Tuesday, June 15, 2010
Are the political dynasties, Source of corruption in the Philippines?
The Philippine will have new president on July 1. He wants to be called P-Noy (short for President Noy-Noy Aquino). Currently, the talk about graft and corruption has somewhat stopped. P-Noy has reiterated that ending corruption in the Philippines is one of the top priorities of his administration. But will he ever be successful in his goal? No one in the Philippines could end the rule of the political dynasties except the masses and the voters. Here's a short article about political dynasties in the Philippines, I found interesting as I was surfing in the web recently.
"For generations, political dynasties have dominated politics and governance in the Philippines.
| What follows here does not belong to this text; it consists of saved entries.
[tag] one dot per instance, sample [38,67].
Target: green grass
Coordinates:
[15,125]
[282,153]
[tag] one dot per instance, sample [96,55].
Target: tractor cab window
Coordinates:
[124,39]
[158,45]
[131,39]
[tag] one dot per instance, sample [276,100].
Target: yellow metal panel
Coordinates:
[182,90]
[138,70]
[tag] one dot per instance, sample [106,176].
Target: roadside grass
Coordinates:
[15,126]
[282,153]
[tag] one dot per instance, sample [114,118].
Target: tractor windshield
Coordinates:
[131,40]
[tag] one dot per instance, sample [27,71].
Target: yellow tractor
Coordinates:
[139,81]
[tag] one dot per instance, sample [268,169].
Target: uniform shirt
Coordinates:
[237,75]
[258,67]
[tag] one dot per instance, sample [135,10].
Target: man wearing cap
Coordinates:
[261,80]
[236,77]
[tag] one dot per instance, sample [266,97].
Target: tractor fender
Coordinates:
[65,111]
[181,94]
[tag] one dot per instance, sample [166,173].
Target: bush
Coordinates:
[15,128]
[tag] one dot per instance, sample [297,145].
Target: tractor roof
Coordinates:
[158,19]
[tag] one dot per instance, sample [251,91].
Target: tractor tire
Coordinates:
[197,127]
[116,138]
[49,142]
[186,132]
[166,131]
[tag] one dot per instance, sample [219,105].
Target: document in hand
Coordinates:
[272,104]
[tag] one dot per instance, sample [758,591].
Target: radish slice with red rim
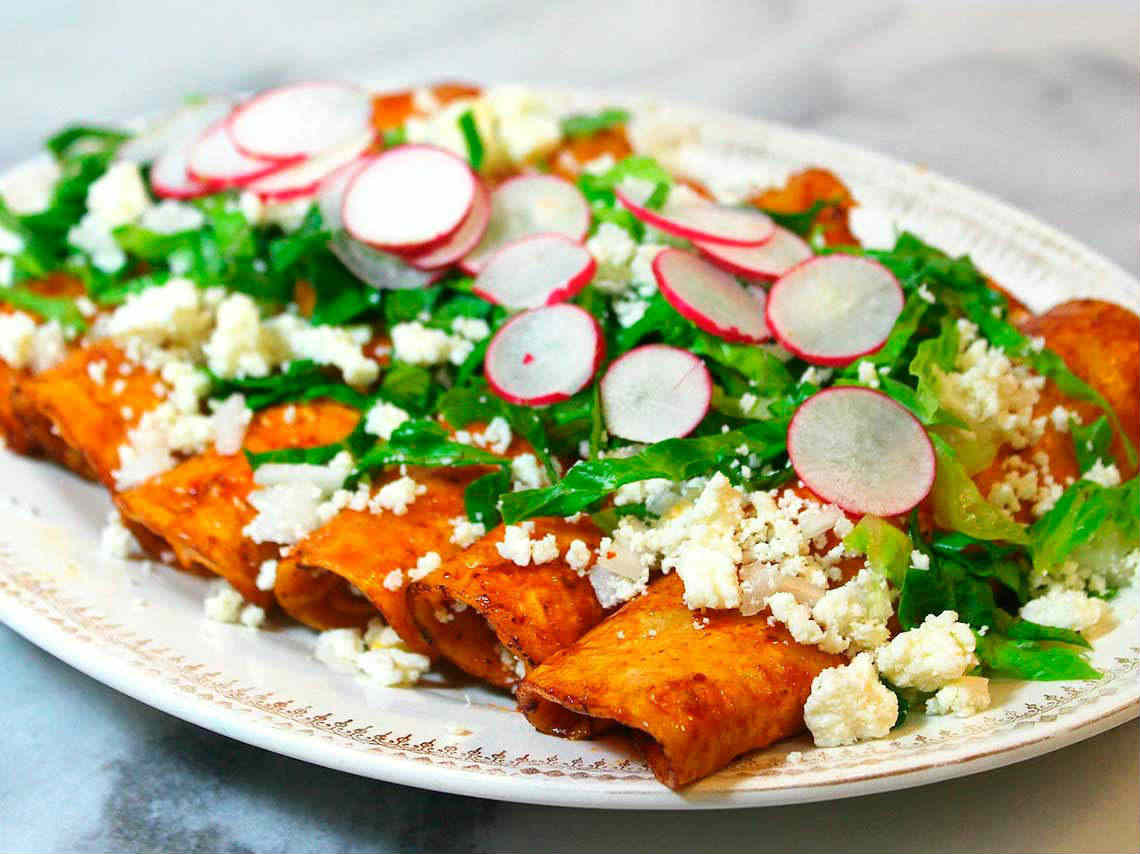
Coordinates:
[709,297]
[527,205]
[833,309]
[767,261]
[292,122]
[408,198]
[213,160]
[463,241]
[861,450]
[304,179]
[534,271]
[169,178]
[700,220]
[331,192]
[654,392]
[383,270]
[544,355]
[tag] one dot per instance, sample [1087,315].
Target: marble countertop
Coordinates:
[1033,102]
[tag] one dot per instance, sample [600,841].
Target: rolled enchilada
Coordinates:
[699,689]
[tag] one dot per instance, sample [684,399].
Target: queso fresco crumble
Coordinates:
[683,395]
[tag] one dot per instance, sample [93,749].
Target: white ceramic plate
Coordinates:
[145,633]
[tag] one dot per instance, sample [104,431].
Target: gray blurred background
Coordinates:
[1033,102]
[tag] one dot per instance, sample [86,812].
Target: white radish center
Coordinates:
[709,297]
[654,392]
[771,259]
[862,450]
[410,196]
[528,205]
[535,271]
[544,355]
[831,310]
[300,120]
They are prominent and moneyed clans, like that of President Gloria Macapagal Arroyo, whose father was also president and whose son is a congressman.
Experts say that dominance of Philippine politics by such dynasties has grown more pervasive in recent years.
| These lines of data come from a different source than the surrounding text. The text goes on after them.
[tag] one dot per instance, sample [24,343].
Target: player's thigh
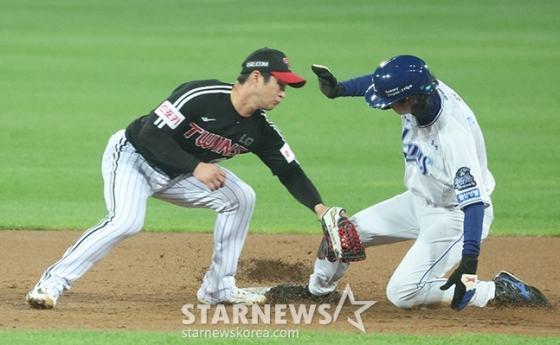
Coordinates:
[436,250]
[189,192]
[392,220]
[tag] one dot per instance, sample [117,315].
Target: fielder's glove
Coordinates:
[464,278]
[341,240]
[328,84]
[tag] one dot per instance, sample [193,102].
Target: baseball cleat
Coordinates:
[512,292]
[240,296]
[41,298]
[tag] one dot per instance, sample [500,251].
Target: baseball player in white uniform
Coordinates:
[447,208]
[172,154]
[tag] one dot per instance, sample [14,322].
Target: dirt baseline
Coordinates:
[145,281]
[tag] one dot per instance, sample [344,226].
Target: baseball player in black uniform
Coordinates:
[172,154]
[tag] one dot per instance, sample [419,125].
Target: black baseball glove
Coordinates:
[328,84]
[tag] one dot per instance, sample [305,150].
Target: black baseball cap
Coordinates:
[274,62]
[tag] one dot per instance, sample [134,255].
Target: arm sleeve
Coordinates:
[161,145]
[357,86]
[472,228]
[301,188]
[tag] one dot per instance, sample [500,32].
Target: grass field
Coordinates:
[74,72]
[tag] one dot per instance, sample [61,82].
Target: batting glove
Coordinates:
[328,84]
[464,278]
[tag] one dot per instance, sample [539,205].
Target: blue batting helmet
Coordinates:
[397,78]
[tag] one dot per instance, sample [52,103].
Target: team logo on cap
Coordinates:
[257,64]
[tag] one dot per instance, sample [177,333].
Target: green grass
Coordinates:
[309,338]
[74,72]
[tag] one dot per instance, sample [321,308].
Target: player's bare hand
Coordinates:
[211,175]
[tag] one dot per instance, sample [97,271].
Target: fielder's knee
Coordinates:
[399,295]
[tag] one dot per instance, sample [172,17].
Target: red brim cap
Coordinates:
[289,78]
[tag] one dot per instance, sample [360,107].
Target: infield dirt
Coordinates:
[145,281]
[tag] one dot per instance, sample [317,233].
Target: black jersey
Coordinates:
[200,118]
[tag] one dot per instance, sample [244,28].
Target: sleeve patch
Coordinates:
[169,114]
[287,152]
[463,179]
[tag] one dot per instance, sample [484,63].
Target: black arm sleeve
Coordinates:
[301,188]
[160,149]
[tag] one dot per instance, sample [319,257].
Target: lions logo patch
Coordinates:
[463,179]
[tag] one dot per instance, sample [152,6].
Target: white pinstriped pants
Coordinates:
[129,181]
[438,236]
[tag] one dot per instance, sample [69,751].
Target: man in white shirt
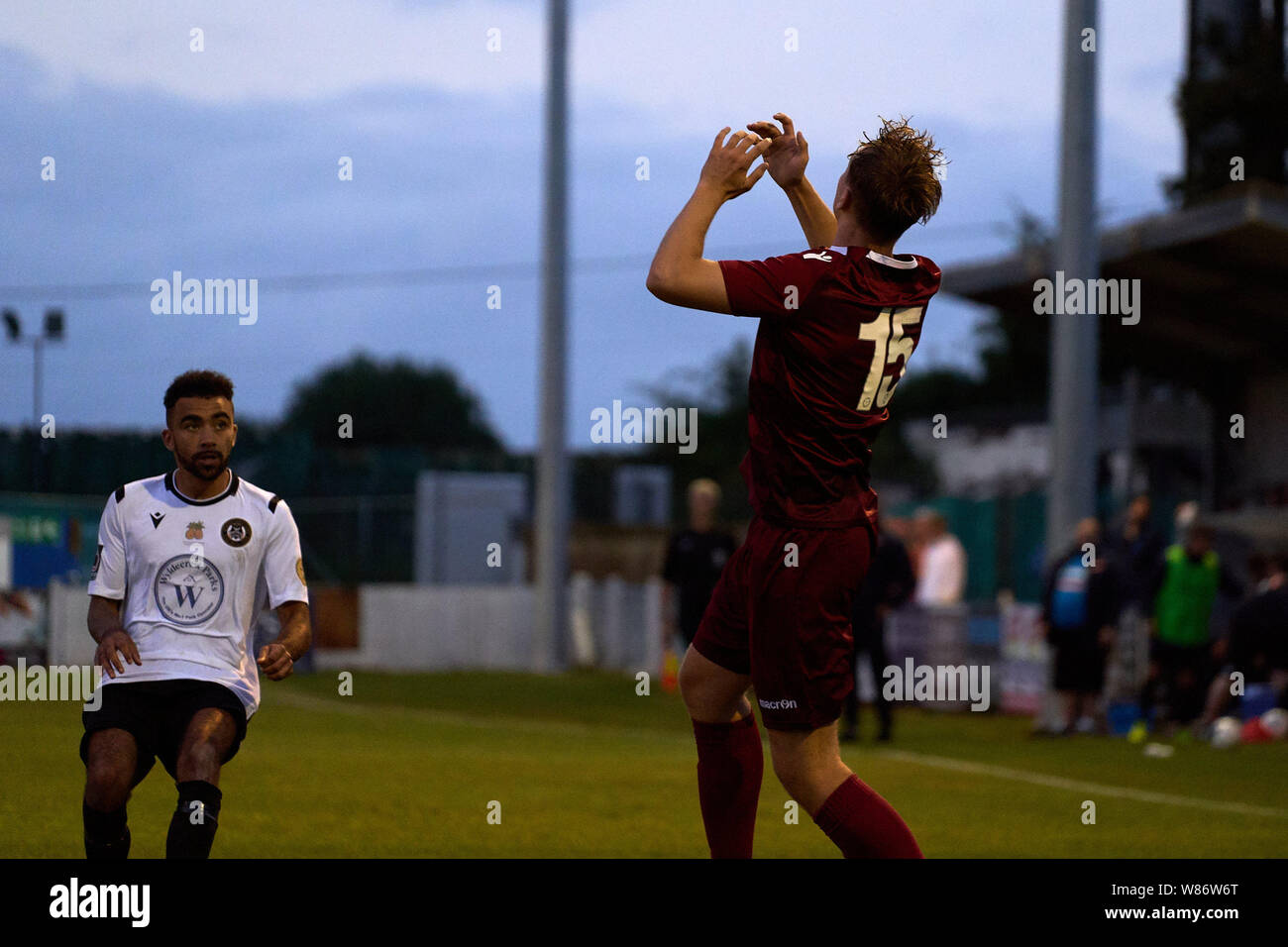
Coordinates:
[941,575]
[185,564]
There are an estimated 250 political families nationwide, with at least one in every province, occupying positions in all levels of the bureaucracy, according to the Center for People Empowerment in Governance, a nonprofit group that advocates more grassroots participation in politics. Of the 265 members of Congress, 160 belong to these clans, the group says.
"These are the same families who belong to the country's economic elite, some of them acting as rule makers or patrons of politicians who conspire together to amass greater economic power," said Bobby Tuazon, director of the center.
Analysts say members of the dynasties have developed a sense of entitlement regarding public positions, while many ordinary Filipinos accept the arrangement as inevitable, which makes it difficult to change the situation.
Political dynasties were an offshoot of the country's colonial experience, in which the Filipino elite was nurtured by Spanish and American colonizers. Even after the country gained independence, in 1946, the largely feudal system persisted, as landed Filipino families sought to protect their interests by occupying public offices.
When he was president in the 1970s and 1980s, Ferdinand Marcos blamed the political dynasties for what was wrong with the country and promised to dismantle them. He did, but then replaced them with new ones that he controlled. These families persist to this day.
Because Filipinos tend not to vote according to class, ethnicity, religion or even ideology, the Filipino family has become "the most enduring political unit and the one into which, failing some wider principle of participation, all other units dissolve," Brian Fegan, an American anthropologist and historian, wrote in the book "An Anarchy of Families: State and Family in the Philippines."
Analysts say the dominance of the clans has prevented the flowering of genuine democracy in the Philippines.
"Continuing clan dominance is a product of the seemingly immutable and unequal socioeconomic structure, as well as the failure to develop a truly democratic electoral and party system," said Julio Teehankee, a political science professor at De La Salle University in Manila.
The system is a vicious cycle, one that prevents the expansion of the base of aspirants and candidates for representation, Teehankee said. The result, he added, is a political system dominated by patronage, corruption, violence, and fraud.
Apart from violence, election fraud sparks the most concern during elections. According to the Center for People Empowerment in Governance, "fraud recycles the political dynasties and keeps them in power."
"It breeds generations of cheaters and manipulators, corrupt politicians, mediocre executives, bribe takers, absenteeism in Congress," the center said.